La violence de guerre est aussi crûment mise en lumière avec là encore une grande économie de mots : Harrison est tué par un obus qui tombe là où il se trouve, blessant aussi le camarade à ses côtés (« and one shell fell on your son’s gun, killing him and wounding a comrade »). La phrase suivante dit l’intensité de la destruction des corps sur les champs de batailles de la Grande Guerre : « It was impossible to get his remains away » / il n’a pas été possible de ramener ses restes, euphémisme pour dissimuler un peu le fait que le corps a été intégralement broyé par l’explosion, et qui explique que seul l’emplacement de son décès a été marqué : et une croix indique sa place, comme le dit le titre du morceau.
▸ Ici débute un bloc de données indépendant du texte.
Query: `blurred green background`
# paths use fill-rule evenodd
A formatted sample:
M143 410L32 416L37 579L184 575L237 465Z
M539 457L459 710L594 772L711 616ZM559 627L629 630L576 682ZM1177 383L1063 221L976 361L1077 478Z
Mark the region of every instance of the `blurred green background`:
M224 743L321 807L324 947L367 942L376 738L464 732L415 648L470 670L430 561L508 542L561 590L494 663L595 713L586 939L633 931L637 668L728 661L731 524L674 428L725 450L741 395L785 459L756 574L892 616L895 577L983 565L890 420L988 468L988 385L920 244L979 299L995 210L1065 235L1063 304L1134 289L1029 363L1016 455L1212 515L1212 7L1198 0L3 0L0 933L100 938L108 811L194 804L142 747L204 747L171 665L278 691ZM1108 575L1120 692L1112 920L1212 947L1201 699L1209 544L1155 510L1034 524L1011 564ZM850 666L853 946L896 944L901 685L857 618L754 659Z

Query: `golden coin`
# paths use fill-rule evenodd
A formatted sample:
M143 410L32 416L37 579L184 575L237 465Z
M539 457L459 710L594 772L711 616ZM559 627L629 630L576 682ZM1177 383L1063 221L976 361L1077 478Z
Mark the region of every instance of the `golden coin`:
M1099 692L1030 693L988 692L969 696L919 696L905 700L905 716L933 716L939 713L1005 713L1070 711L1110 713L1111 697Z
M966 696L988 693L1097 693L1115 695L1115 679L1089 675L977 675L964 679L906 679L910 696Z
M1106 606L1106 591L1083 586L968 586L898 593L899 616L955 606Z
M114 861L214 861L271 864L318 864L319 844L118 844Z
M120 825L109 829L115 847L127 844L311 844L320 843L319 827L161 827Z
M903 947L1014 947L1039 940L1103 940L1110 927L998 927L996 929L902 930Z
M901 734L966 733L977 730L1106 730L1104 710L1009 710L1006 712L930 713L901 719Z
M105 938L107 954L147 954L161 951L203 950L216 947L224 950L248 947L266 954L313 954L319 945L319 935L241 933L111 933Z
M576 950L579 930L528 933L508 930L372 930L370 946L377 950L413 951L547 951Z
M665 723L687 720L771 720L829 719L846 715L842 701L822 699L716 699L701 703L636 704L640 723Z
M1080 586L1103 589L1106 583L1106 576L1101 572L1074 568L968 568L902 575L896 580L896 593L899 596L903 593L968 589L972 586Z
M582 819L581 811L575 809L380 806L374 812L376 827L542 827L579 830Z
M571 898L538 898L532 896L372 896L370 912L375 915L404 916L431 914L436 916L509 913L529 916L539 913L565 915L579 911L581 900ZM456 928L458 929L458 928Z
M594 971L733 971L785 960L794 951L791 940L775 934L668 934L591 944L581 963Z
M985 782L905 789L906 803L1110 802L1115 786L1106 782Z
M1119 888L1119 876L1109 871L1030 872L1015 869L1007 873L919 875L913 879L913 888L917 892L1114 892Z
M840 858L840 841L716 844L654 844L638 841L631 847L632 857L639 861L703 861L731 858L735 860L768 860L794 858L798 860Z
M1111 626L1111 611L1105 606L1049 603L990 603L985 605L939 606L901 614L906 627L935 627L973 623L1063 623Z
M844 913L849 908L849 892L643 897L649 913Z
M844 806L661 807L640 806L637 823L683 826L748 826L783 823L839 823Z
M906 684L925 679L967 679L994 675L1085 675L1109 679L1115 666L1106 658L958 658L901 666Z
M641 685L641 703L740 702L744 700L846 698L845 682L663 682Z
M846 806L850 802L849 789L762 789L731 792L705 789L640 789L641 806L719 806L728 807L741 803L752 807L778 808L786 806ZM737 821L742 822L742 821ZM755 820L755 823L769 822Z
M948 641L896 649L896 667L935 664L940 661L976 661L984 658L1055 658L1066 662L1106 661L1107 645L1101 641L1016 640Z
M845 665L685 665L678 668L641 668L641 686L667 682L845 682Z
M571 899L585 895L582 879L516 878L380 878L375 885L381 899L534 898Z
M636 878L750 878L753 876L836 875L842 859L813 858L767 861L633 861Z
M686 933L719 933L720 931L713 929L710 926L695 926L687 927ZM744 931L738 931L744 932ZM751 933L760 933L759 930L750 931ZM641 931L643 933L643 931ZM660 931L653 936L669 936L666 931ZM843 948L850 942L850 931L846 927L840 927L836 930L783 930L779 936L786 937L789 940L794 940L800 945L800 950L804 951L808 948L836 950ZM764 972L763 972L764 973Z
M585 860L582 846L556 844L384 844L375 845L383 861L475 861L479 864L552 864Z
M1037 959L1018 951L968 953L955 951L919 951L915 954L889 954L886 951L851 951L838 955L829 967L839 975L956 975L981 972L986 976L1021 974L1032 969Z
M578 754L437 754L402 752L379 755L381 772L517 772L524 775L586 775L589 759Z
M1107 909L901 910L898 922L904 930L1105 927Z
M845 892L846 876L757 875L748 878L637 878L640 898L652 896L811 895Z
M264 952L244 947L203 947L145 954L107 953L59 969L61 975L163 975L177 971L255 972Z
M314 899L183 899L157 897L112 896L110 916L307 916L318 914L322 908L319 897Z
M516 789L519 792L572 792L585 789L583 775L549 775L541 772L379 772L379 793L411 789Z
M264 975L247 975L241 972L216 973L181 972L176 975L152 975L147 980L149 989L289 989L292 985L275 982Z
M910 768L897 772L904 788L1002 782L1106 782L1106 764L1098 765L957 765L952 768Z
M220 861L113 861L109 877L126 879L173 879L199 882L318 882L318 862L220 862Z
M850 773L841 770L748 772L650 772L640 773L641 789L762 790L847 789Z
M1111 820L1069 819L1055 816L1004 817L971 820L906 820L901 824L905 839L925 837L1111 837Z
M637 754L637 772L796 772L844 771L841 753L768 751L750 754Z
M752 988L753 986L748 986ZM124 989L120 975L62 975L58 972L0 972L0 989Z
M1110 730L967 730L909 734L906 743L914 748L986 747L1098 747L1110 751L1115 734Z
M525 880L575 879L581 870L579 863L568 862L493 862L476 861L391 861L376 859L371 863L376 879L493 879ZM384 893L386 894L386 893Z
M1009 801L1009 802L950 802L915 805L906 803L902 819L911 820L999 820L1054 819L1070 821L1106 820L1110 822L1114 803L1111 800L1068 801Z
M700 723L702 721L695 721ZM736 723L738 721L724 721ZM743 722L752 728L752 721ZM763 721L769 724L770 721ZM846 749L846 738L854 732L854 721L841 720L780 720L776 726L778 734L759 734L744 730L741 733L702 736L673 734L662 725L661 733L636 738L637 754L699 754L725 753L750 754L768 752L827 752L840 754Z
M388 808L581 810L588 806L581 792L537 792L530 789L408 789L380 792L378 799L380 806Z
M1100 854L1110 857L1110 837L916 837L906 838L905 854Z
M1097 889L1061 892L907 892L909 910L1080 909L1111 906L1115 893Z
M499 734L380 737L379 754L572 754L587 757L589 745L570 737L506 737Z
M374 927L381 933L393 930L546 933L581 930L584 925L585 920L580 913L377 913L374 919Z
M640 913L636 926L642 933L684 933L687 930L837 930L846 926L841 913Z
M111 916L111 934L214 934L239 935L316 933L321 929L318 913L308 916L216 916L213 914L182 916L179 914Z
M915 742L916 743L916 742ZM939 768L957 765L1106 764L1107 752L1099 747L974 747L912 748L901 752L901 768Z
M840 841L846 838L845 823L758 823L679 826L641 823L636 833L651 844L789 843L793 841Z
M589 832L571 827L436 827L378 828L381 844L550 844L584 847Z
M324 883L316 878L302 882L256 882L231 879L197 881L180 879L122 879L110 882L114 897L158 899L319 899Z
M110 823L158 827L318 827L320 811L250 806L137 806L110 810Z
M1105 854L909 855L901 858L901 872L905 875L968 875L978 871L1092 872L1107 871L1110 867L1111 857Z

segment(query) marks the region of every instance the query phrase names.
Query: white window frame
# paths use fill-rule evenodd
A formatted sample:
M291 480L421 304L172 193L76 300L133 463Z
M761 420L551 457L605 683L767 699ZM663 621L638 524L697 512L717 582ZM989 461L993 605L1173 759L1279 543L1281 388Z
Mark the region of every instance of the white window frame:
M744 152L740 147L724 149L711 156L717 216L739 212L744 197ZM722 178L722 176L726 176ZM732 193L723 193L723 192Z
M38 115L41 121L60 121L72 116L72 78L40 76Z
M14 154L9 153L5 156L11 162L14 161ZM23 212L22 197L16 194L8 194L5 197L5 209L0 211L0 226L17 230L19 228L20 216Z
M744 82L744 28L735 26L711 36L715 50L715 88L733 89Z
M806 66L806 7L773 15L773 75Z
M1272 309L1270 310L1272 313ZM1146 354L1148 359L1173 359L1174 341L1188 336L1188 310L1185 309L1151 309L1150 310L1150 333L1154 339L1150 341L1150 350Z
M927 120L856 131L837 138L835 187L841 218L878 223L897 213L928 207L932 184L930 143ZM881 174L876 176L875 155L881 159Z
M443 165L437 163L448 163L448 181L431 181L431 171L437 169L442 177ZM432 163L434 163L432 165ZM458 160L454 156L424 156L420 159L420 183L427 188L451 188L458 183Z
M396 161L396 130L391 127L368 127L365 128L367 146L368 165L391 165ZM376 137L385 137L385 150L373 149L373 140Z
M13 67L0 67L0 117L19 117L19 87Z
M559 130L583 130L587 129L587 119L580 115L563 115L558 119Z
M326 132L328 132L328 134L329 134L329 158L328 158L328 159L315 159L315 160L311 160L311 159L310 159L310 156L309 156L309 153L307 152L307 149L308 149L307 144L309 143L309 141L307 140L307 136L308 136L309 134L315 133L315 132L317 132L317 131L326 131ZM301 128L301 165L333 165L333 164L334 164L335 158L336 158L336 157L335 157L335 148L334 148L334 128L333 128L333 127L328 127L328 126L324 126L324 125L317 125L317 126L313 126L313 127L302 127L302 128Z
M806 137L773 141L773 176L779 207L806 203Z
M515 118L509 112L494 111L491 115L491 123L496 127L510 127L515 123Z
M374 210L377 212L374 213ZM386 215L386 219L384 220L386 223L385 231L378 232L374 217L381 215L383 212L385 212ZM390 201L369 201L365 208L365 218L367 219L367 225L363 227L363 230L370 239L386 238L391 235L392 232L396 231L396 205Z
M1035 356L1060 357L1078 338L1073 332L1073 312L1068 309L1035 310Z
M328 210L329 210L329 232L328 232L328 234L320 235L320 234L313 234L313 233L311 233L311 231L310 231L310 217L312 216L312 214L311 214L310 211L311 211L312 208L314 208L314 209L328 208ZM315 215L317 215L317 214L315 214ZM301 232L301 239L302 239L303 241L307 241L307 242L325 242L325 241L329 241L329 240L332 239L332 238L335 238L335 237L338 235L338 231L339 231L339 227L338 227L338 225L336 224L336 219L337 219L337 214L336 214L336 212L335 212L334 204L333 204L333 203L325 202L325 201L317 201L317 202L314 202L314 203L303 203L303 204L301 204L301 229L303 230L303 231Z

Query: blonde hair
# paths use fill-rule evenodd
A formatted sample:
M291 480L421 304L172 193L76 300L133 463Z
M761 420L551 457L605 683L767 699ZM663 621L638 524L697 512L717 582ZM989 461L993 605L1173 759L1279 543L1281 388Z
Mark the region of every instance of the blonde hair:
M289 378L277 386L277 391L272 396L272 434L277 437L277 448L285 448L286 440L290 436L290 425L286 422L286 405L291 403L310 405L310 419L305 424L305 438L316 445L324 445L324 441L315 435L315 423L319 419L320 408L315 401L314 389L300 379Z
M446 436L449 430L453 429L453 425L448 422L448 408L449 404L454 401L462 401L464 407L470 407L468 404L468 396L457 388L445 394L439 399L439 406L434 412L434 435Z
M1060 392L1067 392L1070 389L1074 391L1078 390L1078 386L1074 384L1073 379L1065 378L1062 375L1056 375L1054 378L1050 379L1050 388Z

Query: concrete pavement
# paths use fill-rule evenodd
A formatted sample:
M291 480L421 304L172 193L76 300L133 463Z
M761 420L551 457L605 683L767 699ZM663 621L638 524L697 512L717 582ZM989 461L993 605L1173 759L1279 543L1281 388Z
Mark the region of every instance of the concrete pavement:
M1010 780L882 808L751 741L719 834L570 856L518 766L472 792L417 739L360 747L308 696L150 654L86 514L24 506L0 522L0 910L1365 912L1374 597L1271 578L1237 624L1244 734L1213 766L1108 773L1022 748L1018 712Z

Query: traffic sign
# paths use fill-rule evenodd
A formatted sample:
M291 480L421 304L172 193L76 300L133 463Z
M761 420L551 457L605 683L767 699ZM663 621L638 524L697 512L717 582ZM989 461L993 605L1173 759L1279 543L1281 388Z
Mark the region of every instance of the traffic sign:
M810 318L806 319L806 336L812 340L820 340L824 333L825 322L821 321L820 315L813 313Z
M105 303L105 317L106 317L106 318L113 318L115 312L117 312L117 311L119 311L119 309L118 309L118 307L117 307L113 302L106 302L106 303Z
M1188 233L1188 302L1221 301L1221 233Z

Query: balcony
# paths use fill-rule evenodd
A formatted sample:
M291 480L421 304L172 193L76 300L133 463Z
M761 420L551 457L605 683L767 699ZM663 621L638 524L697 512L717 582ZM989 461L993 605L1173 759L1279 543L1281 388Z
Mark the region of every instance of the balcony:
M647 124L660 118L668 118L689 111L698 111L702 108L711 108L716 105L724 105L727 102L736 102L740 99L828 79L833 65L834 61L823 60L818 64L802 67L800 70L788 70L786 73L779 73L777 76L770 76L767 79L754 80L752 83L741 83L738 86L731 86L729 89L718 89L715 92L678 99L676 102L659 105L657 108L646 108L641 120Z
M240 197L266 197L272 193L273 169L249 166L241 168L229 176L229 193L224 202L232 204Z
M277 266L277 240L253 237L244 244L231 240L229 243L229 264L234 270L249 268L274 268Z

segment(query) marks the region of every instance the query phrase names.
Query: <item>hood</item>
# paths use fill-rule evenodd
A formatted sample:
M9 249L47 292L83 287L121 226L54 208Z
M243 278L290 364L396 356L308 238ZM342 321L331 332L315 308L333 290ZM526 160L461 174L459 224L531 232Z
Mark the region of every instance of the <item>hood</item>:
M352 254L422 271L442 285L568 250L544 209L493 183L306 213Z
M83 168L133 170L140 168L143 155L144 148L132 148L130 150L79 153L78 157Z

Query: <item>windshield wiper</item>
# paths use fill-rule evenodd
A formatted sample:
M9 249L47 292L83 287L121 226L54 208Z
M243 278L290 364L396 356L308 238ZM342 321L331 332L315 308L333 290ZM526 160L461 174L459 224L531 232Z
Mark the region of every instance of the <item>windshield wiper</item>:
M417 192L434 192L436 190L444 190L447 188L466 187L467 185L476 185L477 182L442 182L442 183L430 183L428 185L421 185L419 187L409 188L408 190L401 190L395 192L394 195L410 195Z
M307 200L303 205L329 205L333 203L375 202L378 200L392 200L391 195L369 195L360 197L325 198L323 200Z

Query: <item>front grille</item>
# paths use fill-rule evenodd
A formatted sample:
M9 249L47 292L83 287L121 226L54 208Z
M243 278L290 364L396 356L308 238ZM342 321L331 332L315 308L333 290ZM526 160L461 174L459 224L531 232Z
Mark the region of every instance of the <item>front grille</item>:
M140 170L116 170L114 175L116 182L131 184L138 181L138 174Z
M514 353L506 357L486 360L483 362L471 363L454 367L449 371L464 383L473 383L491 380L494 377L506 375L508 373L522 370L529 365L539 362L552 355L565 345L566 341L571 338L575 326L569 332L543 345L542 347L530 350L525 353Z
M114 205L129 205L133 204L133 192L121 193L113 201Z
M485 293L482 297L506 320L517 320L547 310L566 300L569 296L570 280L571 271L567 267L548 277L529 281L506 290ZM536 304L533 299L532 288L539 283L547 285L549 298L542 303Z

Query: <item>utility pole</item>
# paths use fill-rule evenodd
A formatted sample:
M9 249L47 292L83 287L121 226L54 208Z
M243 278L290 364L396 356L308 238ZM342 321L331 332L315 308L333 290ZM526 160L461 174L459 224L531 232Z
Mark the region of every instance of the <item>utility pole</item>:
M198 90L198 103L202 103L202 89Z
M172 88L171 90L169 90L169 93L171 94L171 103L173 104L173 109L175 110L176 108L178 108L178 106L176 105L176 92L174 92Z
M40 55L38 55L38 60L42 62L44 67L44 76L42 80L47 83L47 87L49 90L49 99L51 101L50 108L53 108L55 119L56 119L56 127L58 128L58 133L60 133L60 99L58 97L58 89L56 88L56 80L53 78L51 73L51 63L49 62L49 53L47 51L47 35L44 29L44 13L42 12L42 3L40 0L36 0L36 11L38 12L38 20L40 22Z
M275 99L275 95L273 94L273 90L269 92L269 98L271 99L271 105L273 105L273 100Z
Enfin, les mots que l’officier formule à la fin de sa lettre ouvrent le champ du deuil familial, nouvelle phase de la vie de ses proches que le registre patriotique incontournable en la circonstance peine forcément à compenser : « votre fils a toujours fait son devoir, il a même donné sa vie pour la patrie, Nous honorons tous sa mémoire, et j’ai l’espoir que vous trouverez un peu de consolation en gardant ceci en mémoire ». De fait, si la mort du private Harrison fut « instantanée et sans souffrance », il n’en sera pas de même de l’ombre portée de son absence, et les expressions de visage de l’officier fictionnel qui écrit la lettre dans la vidéo montrent qu’il en a d’ailleurs pleinement conscience. Les derniers mots, froidement ironiques, détournent le texte original de la lettre, qui est signée non de l’officier, mais de la guerre elle-même (« In true sympathy, yours faithfully, War », soit : En toute sympathie, fidèlement votre, la Guerre…).